BRASÍLIA – O governo federal vai reservar R$ 5 milhões por ano para garantir que pelo menos uma aeronave da Força Aérea Brasileira (FAB) atue exclusivamente no transporte de órgãos destinados ao transplante. O Ministério da Saúde e a FAB assinam nesta quarta-feira um termo que permitirá o uso do dinheiro a partir do orçamento da pasta, e não do Ministério da Defesa.

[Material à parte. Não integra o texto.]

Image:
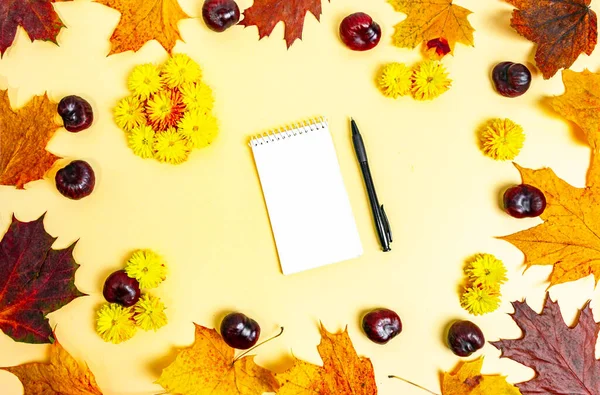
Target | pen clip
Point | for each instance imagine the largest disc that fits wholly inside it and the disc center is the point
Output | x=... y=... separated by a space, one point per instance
x=386 y=223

Em 6 de junho, o presidente interino Michel Temer editou um decreto que obriga a disponibilidade de pelo menos um avião da Aeronáutica para o transporte de órgãos. O decreto foi uma resposta à reportagem do GLOBO que revelou, no dia anterior, que a FAB recusou transportar 153 corações, fígados, pulmões, pâncreas, rins e ossos entre 2013 e 2015.
O ministro da Saúde, Ricardo Barros, e o brigadeiro Raul Botelho, chefe da Aeronáutica, assinam nesta quarta um termo de execução descentralizado (TED) com vigência até 2019, podendo ser renovado se assim as partes desejarem. Esse tipo de parceria permite que se usem créditos orçamentários entre os ministérios envolvidos. Na prática, conforme o Ministério da Saúde, haverá uma reserva de R$ 5 milhões por ano para garantir o cumprimento do que prevê o decreto presidencial.
Desde a edição do decreto, há quase três meses, 47 órgãos já foram transportados pela FAB, com destino ao transplante, principalmente corações e fígados. O tempo de isquemia do coração ? o tempo em que o órgão pode ficar sem irrigação sanguínea ? é de apenas quatro horas. Para se ter uma ideia, a quantidade de órgãos já transportada nestes 85 dias é o dobro da transportada pela FAB ao longo dos 365 dias de 2015.
O GLOBO publicou uma série de reportagens em junho revelando o problema e a dimensão das recusas da FAB. Nos mesmos dias em que a Aeronáutica deixou de fazer os transportes dos órgãos, a instituição atendeu a 716 requisições de transporte de ministros do Executivo e de presidentes do Supremo Tribunal Federal (STF), do Senado e da Câmara.
O transporte de órgãos era previsto apenas em um termo de cooperação, que não obrigava o deslocamento por parte da FAB. Já o transporte de autoridades é uma obrigação prevista em lei ? um decreto válido desde 2001. Com o novo decreto, a FAB passou a ter a obrigação de fazer o transporte de órgãos ou até mesmo de pacientes e familiares até o local onde um órgão é ofertado.
A série mostrou ainda que fatores logísticos, para além da falta de aviões nas rotas interestaduais, levaram o sistema de transplantes a deixar de aproveitar 982 órgãos em cinco anos, entre 2011 e 2015. Segundo o Ministério da Saúde, o TED servirá para “oficializar” a parceria com a FAB prevista no decreto de 6 de junho.